This review was first posted at ScraperWiki.
I am on a bit of a graph theory binge, it started with an attempt to learn about Gephi, the graph visualisation software, which developed into reading a proper grown up book on graph theory. I then learnt a little more about practicalities on reading Seven Databases in Seven Weeks, which included a section on Neo4J – a graph database. Now I move on to Linked by Albert-László Barabási, this is a popular account of the rise of the analysis of complex networks in the late nineties. A short subtitle used on earlier editions was “The New Science of Networks”. The rather lengthy subtitle on this edition is “How Everything Is Connected to Everything Else and What It Means for Business, Science, and Everyday Life”.

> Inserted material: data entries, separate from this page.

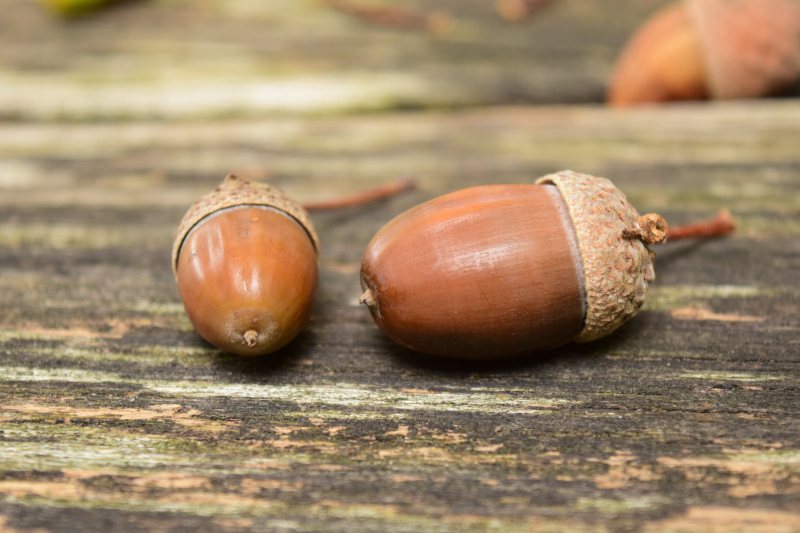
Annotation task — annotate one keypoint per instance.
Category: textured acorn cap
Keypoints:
(617, 265)
(751, 47)
(235, 192)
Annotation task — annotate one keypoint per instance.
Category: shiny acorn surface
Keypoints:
(490, 271)
(246, 267)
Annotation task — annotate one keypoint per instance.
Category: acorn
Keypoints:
(504, 270)
(720, 49)
(245, 261)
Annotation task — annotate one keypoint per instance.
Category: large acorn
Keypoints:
(503, 270)
(245, 260)
(721, 49)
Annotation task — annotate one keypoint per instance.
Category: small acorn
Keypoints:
(503, 270)
(245, 260)
(721, 49)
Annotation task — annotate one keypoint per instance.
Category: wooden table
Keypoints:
(114, 415)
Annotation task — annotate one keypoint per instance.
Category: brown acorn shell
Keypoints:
(751, 47)
(484, 272)
(616, 268)
(235, 192)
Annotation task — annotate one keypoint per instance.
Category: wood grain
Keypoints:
(114, 415)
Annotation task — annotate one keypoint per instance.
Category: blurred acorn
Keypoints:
(699, 49)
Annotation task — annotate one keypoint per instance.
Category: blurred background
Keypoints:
(191, 59)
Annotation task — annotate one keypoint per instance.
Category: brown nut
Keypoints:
(698, 49)
(503, 270)
(246, 267)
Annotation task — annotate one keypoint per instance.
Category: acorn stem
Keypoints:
(719, 226)
(362, 198)
(251, 337)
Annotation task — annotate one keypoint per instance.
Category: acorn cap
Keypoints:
(617, 265)
(751, 47)
(235, 192)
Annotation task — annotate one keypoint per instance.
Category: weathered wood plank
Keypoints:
(114, 414)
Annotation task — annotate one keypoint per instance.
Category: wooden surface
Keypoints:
(114, 415)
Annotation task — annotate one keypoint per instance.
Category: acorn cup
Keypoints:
(245, 261)
(720, 49)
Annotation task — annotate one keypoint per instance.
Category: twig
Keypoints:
(722, 224)
(363, 198)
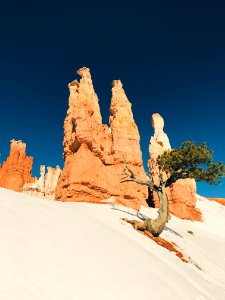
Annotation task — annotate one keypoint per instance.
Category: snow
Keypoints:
(65, 251)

In mathematical terms a graph is an abstract collection of nodes linked by edges. My social network is a graph comprised of people, the nodes, and their interactions such as friendships, which are the edges. The internet is a graph, comprising routers at the nodes and the links between them are edges. “Network” is a less formal term often used synonymously with graph, “complex” is more a matter of taste but it implies large and with a structure which cannot be trivially described i.e. each node has four edges is not a complex network.
The models used for the complex networks discussed in this book are the descendants of the random networks first constructed by Erdős and Rényi. They imagined a simple scheme whereby nodes in a network were randomly connected with some fixed probability. This generates a particular type of random network which do not replicate real-world networks such as social networks or the internet. The innovations introduced by Barabási and others are in the measurement of real world networks and new methods of construction which produce small-world and scale-free network models. Small-world networks are characterised by clusters of tightly interconnected nodes with a few links between those clusters, they describe social networks. Scale-free networks contain nodes with any number of connections but where nodes with larger numbers of connections are less common than those with a small number. For example on the web there are many web pages (nodes) with a few links (edges) but there exist some web pages with thousands and thousands of links, and all values in between.
I’ve long been aware of Barabási’s work, dating back to my time as an academic where I worked in the area of soft condensed matter. The study of complex networks was becoming a thing at the time, and of all the areas of physics soft condensed matter was closest to it. Barabási’s work was one of the sparks that set the area going. The connection with physics is around so-called power laws which are found in a wide range of physical systems. The networks that Barabási is so interested in show power law behaviour in the number of connections a node has. This has implications for a wide range of properties of the system such as robustness to the removal of nodes, transport properties and so forth. The book starts with some historical vignettes on the origins of graph theory, with Euler and the bridges of Königsberg
problem. It then goes on to discuss various complex networks with some coverage of the origins of their study and the work that Barabási has done in the area. As such it is a pretty personal review. Barabási also recounts some of the history of “six degrees of separation
”, the idea that everyone is linked to everyone else by only six links. This idea had its traceable origins back in the early years of the 20th century in Budapest.
Graph theory has been around for a long while, and the study of random networks for 50 years or so. Why the sudden surge in interest? It boils down to a couple of factors, the first is the internet which provides a complex network of physical connections on which a further complex network of connections sit in the form of the web. The graph structure of this infrastructure is relatively easy to explore using automatic tools, you can build a map of millions of nodes with relative ease compared to networks in the “real” world. Furthermore, this complex network infrastructure and the rise of automated experiments has improved our ability to explore and disseminate information on physical networks. For example, the network of chemical interactions in a cell, the network of actors in movies, our social interactions, the spread of disease and so forth. In the past getting such detailed information on large networks was tiresome and the distribution mechanisms for such data slow and inconvenient.
For a book written a few short years ago, Linked can feel strangely dated. It discusses Apple’s failure in the handheld computing market with the Newton palm top device, and the success of Palm with their subsequent range. Names of long forgotten internet companies float by, although even at the time of writing Google was beginning its dominance.
If you are new to graph theory and want an unchallenging introduction then Linked is a good place to start. It’s readable and has a whole load of interesting examples of scale free networks in the wild. Whilst not the whole of graph theory, this is where interesting new things are happening.